Embora nós, sócios, nos conheçamos há mais de 20 anos, a constituição do Martins Villac Advogados é recente (cerca de um ano e meio). Acreditamos que as políticas de uma organização se constroem e se legitimam a partir das convicções e postura de seus líderes. O tema diversidade, desde o início, tem sido tratado com muito respeito por todos nós. Quando formamos o escritório, chegamos a receber críticas pelo fato de sermos seis homens cis, sem contar com nenhuma mulher na sociedade. Sabemos que a contribuição de sócias mulheres será incrível (e isso está em nosso radar). Mas não podemos deixar de ressaltar que, dentre os seis sócios homens, há um gay e um preto. Considero que nosso escritório traz a diversidade em sua assinatura e estamos atentos ao nosso papel, como instituição, na criação de oportunidades para minorias e contribuição para a formação de talentos. Na medida em que nosso escritório cresce, vamos notando que há muito a ser aprendido sobre a diversidade e que políticas de inclusão precisam fazer parte da nossa prática. Acreditamos que somente a educação e o letramento serão eficazes para a desconstrução de preconceitos como a LGBTfobia. É necessário um planejamento que exige um processo de ações persistentes e o exemplo deve partir da liderança. Sem apontar dedos e eleger culpados, através de iniciativas eficazes, nossa intenção é formar multiplicadores das ações de forma espontânea.
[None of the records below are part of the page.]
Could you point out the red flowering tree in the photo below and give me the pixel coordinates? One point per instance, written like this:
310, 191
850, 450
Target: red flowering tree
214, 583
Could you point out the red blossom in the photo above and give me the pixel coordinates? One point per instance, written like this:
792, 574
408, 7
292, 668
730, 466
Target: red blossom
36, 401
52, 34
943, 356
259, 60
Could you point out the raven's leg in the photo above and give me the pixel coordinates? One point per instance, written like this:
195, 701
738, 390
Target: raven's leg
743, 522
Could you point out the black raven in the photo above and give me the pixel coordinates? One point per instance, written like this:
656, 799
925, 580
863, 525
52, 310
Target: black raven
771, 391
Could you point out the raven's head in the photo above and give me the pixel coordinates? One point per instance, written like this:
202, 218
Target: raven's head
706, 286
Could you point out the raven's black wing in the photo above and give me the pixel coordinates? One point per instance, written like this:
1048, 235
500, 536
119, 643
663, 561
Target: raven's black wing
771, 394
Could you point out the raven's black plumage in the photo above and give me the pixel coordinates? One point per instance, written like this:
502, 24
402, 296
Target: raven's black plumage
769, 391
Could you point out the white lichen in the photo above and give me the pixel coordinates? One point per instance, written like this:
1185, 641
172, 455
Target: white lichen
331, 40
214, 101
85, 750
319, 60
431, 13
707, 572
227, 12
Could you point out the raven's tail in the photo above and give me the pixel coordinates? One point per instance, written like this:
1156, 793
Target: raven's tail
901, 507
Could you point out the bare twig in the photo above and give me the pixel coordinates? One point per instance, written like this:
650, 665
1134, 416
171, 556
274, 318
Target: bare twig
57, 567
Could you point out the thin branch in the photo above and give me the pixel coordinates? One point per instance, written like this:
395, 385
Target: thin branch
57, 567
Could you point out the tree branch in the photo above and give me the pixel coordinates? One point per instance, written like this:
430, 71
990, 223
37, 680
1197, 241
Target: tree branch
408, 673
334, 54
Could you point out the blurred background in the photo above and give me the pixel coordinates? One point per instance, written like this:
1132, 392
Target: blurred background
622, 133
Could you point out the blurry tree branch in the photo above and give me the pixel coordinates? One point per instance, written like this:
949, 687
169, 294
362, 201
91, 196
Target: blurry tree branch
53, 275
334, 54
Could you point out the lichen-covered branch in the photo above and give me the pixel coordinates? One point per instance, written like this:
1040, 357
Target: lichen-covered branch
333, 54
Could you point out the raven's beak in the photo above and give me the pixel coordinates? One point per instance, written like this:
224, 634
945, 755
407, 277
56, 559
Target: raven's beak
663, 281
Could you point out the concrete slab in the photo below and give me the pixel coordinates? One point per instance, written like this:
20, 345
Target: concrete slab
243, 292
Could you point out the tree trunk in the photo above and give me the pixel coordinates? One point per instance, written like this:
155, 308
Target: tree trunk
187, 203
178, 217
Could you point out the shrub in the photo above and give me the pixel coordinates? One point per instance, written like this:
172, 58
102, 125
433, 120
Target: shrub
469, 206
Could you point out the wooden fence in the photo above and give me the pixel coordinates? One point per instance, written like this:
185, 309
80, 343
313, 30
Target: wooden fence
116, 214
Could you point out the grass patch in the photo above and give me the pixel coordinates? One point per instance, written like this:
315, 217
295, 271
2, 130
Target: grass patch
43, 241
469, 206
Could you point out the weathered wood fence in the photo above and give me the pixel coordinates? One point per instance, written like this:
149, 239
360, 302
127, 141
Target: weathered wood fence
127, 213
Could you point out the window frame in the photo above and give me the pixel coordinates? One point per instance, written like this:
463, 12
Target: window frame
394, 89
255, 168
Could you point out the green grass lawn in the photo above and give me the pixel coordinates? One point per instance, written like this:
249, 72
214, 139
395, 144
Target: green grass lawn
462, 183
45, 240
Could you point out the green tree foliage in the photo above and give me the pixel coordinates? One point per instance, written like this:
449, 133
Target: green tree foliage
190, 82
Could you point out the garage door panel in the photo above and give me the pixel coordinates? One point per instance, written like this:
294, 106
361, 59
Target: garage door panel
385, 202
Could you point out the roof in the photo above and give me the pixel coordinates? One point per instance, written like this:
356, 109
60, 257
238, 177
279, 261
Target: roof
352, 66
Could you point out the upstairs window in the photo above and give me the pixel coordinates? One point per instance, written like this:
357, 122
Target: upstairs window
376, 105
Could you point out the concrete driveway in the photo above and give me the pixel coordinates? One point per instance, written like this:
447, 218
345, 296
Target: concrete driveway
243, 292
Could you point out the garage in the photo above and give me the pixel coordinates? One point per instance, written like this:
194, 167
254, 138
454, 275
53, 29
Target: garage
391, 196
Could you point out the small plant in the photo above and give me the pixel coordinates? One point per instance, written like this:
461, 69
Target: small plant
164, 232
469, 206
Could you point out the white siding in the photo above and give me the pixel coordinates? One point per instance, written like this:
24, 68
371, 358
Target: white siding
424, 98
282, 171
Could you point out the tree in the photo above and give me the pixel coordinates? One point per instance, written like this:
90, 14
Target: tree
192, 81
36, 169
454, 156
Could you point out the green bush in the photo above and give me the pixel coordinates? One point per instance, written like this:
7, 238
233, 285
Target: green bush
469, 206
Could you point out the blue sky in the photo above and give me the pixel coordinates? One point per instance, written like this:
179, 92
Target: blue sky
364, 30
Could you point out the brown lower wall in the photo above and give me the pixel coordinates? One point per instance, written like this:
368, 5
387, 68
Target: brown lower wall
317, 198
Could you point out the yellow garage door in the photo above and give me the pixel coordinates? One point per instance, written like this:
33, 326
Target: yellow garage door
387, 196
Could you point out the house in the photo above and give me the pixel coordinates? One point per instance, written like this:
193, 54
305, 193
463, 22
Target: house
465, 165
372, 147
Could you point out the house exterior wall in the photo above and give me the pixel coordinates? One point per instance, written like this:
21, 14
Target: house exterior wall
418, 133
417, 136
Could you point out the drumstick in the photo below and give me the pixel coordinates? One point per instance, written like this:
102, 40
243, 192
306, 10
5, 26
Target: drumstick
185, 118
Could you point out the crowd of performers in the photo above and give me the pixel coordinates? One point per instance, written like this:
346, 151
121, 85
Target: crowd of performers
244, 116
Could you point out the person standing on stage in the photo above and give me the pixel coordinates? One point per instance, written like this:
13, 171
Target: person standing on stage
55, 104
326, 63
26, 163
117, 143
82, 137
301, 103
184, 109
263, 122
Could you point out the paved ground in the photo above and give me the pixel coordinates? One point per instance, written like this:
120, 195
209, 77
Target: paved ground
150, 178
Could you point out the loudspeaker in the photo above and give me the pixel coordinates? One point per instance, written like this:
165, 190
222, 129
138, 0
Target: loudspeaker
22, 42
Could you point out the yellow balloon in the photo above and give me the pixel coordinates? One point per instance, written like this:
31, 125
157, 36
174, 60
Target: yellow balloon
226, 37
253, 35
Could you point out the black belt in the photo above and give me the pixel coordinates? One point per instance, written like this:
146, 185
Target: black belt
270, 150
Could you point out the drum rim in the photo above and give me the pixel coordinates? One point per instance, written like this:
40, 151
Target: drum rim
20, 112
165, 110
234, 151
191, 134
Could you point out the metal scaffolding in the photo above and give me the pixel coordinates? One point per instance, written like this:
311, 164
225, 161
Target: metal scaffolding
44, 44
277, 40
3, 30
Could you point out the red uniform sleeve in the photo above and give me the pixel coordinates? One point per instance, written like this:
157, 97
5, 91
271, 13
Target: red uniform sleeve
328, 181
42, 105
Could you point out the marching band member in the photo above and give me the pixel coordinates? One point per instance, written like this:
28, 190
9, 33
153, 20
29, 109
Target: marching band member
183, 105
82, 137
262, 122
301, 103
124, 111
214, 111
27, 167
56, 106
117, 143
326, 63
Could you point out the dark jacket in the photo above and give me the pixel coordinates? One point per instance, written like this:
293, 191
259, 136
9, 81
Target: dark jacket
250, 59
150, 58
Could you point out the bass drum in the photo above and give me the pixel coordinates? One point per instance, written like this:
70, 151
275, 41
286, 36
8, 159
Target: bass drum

É importante que o time se engaje porque entendeu a relevância e comprou a ideia. O intolerável são as falas e atitudes discriminatórias, no entanto o tom deve ser conciliatório. Acreditamos que não devemos, tão somente, contratar profissionais de grupos minorizados se não oferecermos iguais condições de aprimoramento e crescimento profissional. A contribuição que o escritório quer oferecer não se resume aos nossos colegas e colaboradores, mas é para a sociedade e para o Direito como um todo.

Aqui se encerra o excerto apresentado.